On the substantive issue of the occupation, Shavit told Beinart, “we on the left were right. But one of the reasons that we are stuck is that we did not appreciate the fears of the moderate, middle-of-the-road Israelis.”

Those Israeli fears, Shavit said, are “not just Jewish paranoia. Not when they’re living in a Middle East that’s collapsing. We on the left are perceived as detached from reality. Until we understand that, we won’t succeed.”

Today, he said, Israel “is still a democracy. In a democracy, you have to convince the majority.” But “in 10 more years there will not be a Jewish democratic state. And the battle for the Jewish soul — we are losing it.”

Shavit was speaking about a generation-long record of obliviousness and arrogance on the left. But he could just as well have been speaking about the day’s program.

In session after session during the eight-hour gabfest, when the topics of Palestinian statehood and Israel’s occupation of the West Bank came up, they were framed in terms of Palestinian rights and interests. Israel’s needs — even the basic argument that separating from the Palestinians would make Israel safer — came as an afterthought if at all.

Curiously, there were no speakers present from the snowballing movement of retired Israeli generals and intelligence professionals who advocate a two-state solution on grounds of Israeli security. Indeed, the only conference speaker who was there specifically to discuss military affairs — a central fact of Israeli life — was a representative of Breaking the Silence, the controversial military veterans’ organization that reporting on Israeli army human rights abuses.
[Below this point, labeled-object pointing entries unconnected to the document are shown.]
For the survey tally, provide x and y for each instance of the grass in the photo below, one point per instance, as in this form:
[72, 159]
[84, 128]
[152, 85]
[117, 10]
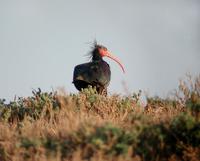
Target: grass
[90, 127]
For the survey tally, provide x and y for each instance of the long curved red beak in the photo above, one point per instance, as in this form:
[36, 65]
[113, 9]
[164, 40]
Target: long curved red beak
[109, 55]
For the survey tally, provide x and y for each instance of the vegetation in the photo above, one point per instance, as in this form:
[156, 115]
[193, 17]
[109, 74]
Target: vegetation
[88, 126]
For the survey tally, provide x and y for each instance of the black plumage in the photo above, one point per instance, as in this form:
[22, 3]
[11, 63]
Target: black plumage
[95, 73]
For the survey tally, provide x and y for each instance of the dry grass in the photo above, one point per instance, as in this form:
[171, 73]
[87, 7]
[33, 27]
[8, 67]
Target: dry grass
[88, 126]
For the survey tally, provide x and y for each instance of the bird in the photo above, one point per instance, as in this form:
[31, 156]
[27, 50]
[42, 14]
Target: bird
[95, 73]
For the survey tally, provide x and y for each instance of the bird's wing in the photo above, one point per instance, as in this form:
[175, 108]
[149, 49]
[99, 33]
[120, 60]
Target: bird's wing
[93, 73]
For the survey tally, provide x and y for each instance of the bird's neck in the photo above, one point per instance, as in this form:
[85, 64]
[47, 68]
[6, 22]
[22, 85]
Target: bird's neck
[96, 56]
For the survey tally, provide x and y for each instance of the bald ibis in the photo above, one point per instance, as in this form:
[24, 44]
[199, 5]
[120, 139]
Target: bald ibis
[95, 73]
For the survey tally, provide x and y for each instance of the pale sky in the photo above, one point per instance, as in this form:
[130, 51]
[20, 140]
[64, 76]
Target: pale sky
[42, 40]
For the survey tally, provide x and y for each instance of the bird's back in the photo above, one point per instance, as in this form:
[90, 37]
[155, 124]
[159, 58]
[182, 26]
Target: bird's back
[95, 73]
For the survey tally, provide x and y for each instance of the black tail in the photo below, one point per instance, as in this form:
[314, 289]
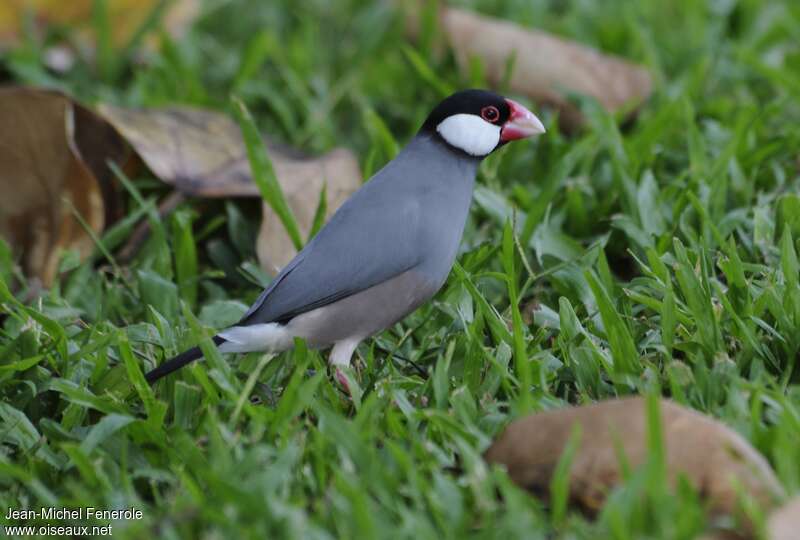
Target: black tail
[177, 362]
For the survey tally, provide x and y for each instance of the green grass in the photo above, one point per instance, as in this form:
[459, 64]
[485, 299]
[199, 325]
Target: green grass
[654, 254]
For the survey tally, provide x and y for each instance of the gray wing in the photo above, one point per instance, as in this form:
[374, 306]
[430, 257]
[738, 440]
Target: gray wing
[371, 238]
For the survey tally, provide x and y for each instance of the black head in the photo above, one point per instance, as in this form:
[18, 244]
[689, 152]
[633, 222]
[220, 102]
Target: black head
[477, 122]
[481, 103]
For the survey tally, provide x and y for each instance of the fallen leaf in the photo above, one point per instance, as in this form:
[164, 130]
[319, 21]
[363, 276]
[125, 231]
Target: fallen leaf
[44, 181]
[202, 154]
[338, 171]
[710, 454]
[784, 523]
[546, 67]
[125, 16]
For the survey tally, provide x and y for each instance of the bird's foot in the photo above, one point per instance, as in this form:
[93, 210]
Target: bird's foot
[341, 378]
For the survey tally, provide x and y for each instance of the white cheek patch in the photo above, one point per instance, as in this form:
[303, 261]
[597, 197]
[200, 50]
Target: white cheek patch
[469, 133]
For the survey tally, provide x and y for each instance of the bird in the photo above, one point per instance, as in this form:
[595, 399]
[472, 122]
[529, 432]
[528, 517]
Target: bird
[388, 248]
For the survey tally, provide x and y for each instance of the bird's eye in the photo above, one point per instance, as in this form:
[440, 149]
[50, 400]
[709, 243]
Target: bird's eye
[490, 113]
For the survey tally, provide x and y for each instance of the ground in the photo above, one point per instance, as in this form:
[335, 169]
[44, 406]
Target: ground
[655, 254]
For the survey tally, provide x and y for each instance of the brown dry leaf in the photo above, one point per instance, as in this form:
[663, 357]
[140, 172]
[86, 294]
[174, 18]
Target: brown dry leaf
[709, 453]
[338, 170]
[784, 523]
[546, 66]
[125, 16]
[44, 180]
[202, 153]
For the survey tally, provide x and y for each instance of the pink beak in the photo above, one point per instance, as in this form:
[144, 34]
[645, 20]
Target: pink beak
[521, 124]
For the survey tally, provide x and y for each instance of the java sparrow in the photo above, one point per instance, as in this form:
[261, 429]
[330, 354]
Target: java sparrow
[389, 247]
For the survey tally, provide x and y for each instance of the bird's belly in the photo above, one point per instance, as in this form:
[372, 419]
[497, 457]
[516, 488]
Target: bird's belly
[364, 313]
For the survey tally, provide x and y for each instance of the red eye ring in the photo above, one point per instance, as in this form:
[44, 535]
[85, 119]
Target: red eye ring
[490, 113]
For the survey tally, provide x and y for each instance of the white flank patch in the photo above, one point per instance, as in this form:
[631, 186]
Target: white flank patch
[270, 337]
[470, 133]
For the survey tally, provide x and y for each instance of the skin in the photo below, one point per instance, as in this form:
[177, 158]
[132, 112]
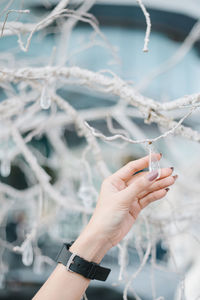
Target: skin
[123, 195]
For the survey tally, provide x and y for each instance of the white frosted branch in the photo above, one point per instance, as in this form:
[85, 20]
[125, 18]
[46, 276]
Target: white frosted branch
[148, 22]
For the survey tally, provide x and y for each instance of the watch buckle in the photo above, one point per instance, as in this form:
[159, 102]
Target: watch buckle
[70, 262]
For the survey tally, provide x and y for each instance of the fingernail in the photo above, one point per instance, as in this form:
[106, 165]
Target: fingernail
[152, 175]
[175, 177]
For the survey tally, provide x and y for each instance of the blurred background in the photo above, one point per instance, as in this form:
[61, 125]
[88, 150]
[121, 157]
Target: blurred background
[168, 71]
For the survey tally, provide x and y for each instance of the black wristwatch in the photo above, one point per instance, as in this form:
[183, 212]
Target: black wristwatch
[77, 264]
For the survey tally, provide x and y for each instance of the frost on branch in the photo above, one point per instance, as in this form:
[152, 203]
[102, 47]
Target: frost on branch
[33, 108]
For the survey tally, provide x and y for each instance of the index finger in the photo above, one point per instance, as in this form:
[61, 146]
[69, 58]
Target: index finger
[133, 166]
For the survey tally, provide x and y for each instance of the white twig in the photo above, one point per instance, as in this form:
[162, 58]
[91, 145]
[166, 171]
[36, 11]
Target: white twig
[148, 22]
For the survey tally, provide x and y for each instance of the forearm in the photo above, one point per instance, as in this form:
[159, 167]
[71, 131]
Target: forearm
[65, 285]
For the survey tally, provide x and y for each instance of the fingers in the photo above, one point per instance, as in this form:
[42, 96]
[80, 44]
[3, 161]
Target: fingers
[159, 185]
[142, 184]
[132, 167]
[152, 197]
[164, 173]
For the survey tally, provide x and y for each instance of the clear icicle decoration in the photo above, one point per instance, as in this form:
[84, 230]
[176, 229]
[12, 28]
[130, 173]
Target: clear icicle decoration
[27, 255]
[153, 161]
[5, 167]
[86, 195]
[45, 99]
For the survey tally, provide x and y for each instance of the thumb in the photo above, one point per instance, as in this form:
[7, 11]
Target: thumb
[139, 185]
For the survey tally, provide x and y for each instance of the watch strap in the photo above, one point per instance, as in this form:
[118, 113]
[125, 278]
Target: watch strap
[77, 264]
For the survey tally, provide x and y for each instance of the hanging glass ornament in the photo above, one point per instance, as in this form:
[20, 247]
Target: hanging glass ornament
[5, 167]
[27, 255]
[153, 161]
[85, 193]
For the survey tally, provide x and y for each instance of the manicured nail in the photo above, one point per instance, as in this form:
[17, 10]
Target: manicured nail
[175, 177]
[152, 175]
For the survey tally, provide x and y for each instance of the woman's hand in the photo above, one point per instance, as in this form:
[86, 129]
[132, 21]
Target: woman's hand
[123, 195]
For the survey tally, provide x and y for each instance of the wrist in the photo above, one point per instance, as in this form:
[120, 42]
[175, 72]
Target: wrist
[90, 245]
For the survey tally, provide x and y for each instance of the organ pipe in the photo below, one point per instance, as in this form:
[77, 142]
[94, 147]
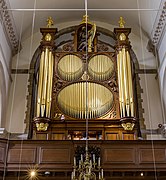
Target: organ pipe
[44, 92]
[125, 83]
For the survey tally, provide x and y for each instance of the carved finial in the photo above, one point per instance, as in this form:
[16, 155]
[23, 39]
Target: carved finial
[50, 22]
[85, 19]
[121, 22]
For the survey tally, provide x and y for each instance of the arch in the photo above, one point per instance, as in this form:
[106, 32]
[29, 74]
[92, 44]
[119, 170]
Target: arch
[163, 92]
[2, 96]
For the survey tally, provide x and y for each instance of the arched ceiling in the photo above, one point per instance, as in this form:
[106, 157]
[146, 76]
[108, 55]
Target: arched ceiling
[138, 14]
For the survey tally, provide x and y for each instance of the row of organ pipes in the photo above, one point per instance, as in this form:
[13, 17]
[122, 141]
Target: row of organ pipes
[85, 91]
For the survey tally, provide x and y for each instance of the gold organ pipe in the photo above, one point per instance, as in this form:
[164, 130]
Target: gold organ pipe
[130, 84]
[43, 103]
[126, 84]
[119, 82]
[49, 85]
[122, 83]
[40, 83]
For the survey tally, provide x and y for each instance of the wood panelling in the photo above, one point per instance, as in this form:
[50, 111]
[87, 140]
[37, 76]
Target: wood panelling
[119, 155]
[152, 155]
[112, 136]
[2, 153]
[22, 156]
[58, 154]
[55, 155]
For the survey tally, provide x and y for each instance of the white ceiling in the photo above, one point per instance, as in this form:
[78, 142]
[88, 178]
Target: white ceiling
[107, 11]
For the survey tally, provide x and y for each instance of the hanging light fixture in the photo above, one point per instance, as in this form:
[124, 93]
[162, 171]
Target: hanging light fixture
[87, 167]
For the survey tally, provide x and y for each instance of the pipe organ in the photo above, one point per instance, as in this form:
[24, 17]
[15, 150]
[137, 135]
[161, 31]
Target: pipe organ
[83, 83]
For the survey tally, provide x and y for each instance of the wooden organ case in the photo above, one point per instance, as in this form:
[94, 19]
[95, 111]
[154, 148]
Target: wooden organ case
[84, 82]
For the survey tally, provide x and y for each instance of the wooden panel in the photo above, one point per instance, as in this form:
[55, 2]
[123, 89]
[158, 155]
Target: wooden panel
[59, 155]
[22, 155]
[112, 136]
[58, 136]
[41, 136]
[150, 156]
[128, 136]
[119, 155]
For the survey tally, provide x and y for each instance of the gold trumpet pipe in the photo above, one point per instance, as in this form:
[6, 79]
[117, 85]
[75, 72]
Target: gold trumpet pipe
[130, 84]
[126, 85]
[119, 83]
[122, 84]
[43, 105]
[49, 85]
[39, 95]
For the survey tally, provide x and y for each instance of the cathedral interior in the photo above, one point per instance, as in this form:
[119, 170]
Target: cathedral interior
[82, 90]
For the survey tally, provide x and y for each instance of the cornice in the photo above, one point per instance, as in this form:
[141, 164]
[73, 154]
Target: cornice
[8, 22]
[159, 24]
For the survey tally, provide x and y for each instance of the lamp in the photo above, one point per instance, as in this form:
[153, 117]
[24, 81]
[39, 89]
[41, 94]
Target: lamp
[87, 167]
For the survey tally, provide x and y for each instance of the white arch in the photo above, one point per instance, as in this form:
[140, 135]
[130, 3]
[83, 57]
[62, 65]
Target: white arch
[164, 91]
[2, 96]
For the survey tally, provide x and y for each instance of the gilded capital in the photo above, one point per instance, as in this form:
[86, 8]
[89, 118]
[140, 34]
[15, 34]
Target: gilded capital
[121, 22]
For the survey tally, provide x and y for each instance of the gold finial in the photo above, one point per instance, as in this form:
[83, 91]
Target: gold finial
[50, 22]
[121, 22]
[85, 19]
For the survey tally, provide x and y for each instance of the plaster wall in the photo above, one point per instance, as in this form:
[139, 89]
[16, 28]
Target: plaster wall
[152, 115]
[5, 79]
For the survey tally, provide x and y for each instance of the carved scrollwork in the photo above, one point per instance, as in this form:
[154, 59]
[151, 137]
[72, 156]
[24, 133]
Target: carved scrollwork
[102, 47]
[68, 47]
[113, 84]
[57, 85]
[113, 115]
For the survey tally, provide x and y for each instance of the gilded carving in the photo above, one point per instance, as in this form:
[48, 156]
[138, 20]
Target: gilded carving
[42, 126]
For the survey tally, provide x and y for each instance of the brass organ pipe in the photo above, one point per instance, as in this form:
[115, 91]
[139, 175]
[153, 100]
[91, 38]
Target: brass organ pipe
[122, 83]
[43, 106]
[49, 87]
[126, 84]
[119, 82]
[48, 84]
[130, 84]
[40, 84]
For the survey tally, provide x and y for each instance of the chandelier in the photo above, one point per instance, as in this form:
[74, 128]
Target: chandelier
[87, 167]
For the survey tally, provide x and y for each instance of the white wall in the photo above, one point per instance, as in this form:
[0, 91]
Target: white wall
[5, 58]
[149, 84]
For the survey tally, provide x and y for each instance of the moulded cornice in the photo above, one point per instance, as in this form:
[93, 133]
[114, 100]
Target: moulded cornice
[8, 22]
[159, 24]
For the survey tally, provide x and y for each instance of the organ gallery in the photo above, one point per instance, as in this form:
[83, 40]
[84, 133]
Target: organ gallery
[85, 78]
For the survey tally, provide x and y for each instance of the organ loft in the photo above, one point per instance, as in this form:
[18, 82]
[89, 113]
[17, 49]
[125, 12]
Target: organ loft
[82, 79]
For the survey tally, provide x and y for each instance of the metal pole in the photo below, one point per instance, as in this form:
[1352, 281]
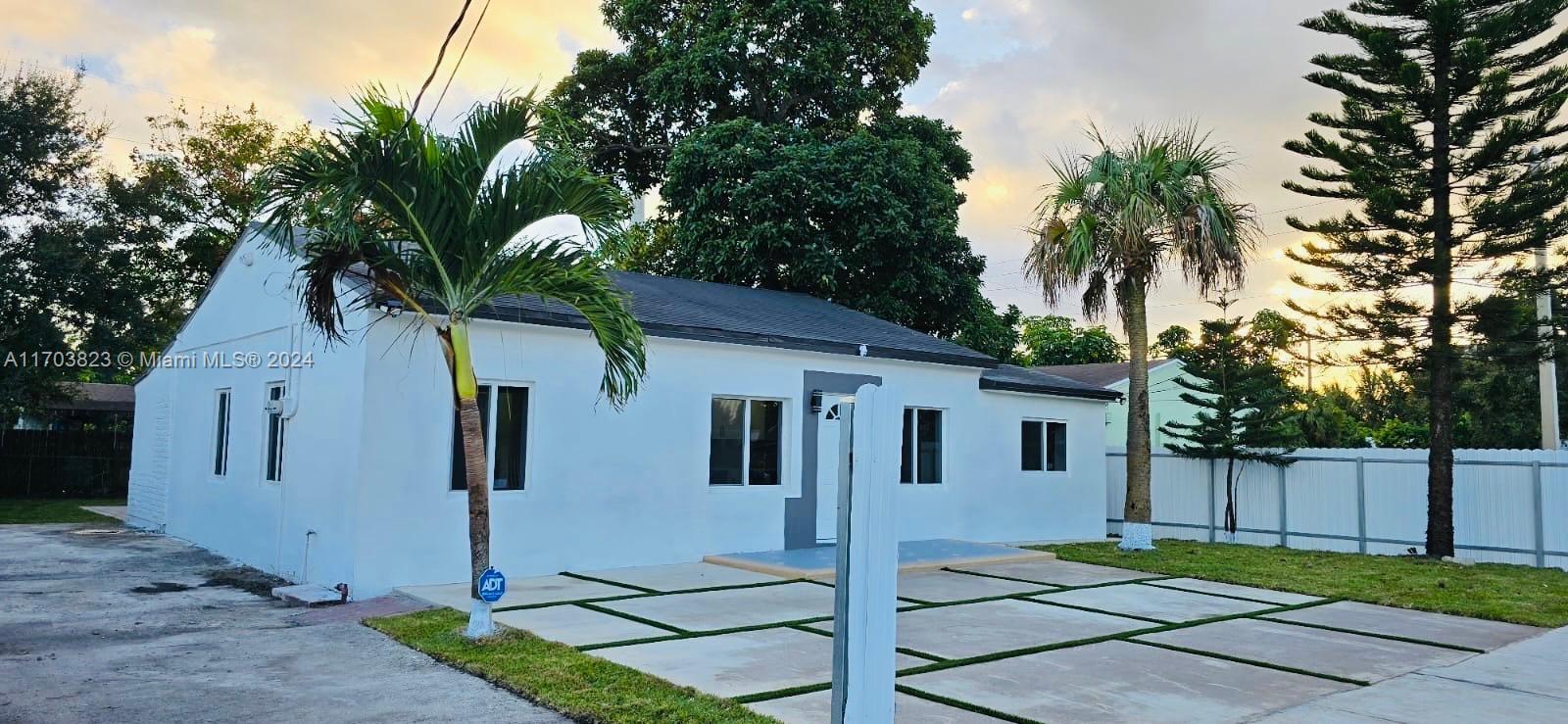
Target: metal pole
[1361, 504]
[1541, 522]
[1211, 499]
[1283, 527]
[1546, 368]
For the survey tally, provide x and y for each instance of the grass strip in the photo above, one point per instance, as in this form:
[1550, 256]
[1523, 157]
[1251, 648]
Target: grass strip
[556, 676]
[1250, 661]
[762, 697]
[961, 704]
[1390, 637]
[33, 511]
[603, 599]
[1518, 595]
[608, 582]
[717, 632]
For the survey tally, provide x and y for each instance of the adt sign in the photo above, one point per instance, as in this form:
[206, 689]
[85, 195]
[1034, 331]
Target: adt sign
[493, 585]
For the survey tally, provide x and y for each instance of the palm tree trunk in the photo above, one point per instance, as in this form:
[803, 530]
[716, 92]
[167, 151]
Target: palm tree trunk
[475, 470]
[1136, 530]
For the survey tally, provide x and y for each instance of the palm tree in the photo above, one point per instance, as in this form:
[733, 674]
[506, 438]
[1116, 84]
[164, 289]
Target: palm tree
[1110, 224]
[399, 214]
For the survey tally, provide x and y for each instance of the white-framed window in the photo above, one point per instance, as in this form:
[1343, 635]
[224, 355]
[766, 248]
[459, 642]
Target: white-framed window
[1045, 446]
[274, 431]
[745, 442]
[922, 446]
[504, 420]
[220, 457]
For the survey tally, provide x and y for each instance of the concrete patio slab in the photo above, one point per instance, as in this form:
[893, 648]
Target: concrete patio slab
[1152, 603]
[1350, 655]
[576, 626]
[996, 626]
[1058, 572]
[941, 587]
[913, 555]
[1454, 630]
[519, 591]
[682, 575]
[1282, 598]
[713, 610]
[815, 708]
[1117, 681]
[1427, 700]
[737, 663]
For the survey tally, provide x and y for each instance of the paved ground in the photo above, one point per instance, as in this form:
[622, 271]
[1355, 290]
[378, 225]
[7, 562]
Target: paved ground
[1054, 642]
[78, 643]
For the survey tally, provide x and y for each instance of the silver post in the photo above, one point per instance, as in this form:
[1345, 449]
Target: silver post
[1541, 524]
[1546, 370]
[1361, 504]
[1283, 525]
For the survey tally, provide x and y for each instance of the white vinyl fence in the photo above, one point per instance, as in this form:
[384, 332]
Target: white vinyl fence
[1509, 505]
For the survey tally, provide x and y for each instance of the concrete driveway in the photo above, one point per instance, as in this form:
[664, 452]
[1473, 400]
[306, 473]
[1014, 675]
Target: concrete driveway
[80, 643]
[1040, 642]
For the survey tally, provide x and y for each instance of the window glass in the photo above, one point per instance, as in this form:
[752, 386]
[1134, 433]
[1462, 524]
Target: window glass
[1032, 438]
[906, 464]
[929, 459]
[512, 438]
[764, 467]
[220, 464]
[1057, 447]
[274, 434]
[726, 442]
[460, 478]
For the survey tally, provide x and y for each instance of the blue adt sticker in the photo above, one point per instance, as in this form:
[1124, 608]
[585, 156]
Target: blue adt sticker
[493, 585]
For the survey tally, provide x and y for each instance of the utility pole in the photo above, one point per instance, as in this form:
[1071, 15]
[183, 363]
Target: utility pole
[1546, 371]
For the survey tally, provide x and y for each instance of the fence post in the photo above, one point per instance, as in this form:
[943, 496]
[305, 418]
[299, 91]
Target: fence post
[1285, 541]
[1361, 504]
[1211, 499]
[1541, 516]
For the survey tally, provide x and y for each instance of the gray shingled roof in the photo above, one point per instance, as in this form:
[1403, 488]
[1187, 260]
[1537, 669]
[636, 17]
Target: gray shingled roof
[1098, 375]
[744, 315]
[1013, 378]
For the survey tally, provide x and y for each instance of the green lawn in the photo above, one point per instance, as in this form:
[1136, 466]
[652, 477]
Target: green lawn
[1489, 591]
[559, 676]
[52, 511]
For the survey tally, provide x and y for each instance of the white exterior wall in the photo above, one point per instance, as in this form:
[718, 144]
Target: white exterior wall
[1165, 405]
[263, 524]
[629, 488]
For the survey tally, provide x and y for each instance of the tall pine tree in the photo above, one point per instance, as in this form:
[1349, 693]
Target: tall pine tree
[1246, 405]
[1446, 143]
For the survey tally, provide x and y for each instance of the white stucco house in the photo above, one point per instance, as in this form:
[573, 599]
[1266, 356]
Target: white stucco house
[333, 464]
[1165, 403]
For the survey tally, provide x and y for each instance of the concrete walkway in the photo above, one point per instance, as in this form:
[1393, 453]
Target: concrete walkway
[1047, 642]
[118, 626]
[1526, 681]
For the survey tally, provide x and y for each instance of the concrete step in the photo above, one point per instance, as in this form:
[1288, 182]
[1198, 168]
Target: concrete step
[308, 595]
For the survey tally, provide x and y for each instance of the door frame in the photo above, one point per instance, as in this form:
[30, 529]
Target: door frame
[800, 514]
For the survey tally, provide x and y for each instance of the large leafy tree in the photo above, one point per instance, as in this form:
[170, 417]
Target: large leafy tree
[47, 148]
[1446, 141]
[1112, 224]
[867, 219]
[1055, 340]
[433, 222]
[689, 65]
[772, 128]
[1244, 400]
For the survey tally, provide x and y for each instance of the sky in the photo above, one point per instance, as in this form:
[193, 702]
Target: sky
[1019, 78]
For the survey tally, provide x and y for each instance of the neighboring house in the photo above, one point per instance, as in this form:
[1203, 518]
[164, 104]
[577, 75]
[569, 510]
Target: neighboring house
[1165, 403]
[336, 462]
[90, 405]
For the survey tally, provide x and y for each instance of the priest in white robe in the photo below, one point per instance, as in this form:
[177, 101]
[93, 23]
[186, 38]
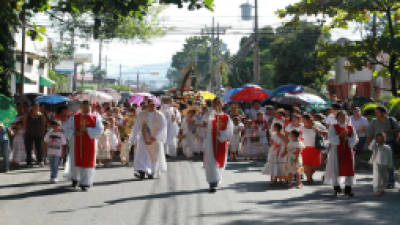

Except for a panel discussion about the Iran deal — which focused on the deal’s impact on U.S.-Israel relations, not on Israeli security — and one small round-table session on future borders, there were no sessions on the security challenges and threats facing Israel internally and externally. One panel discussion of the impact on Israel of events in the Middle East ended up focusing on food and music. When the moderator asked panelists to address how Israelis should respond to ISIS and Syria, one panelist responded: “Rise above our fears.”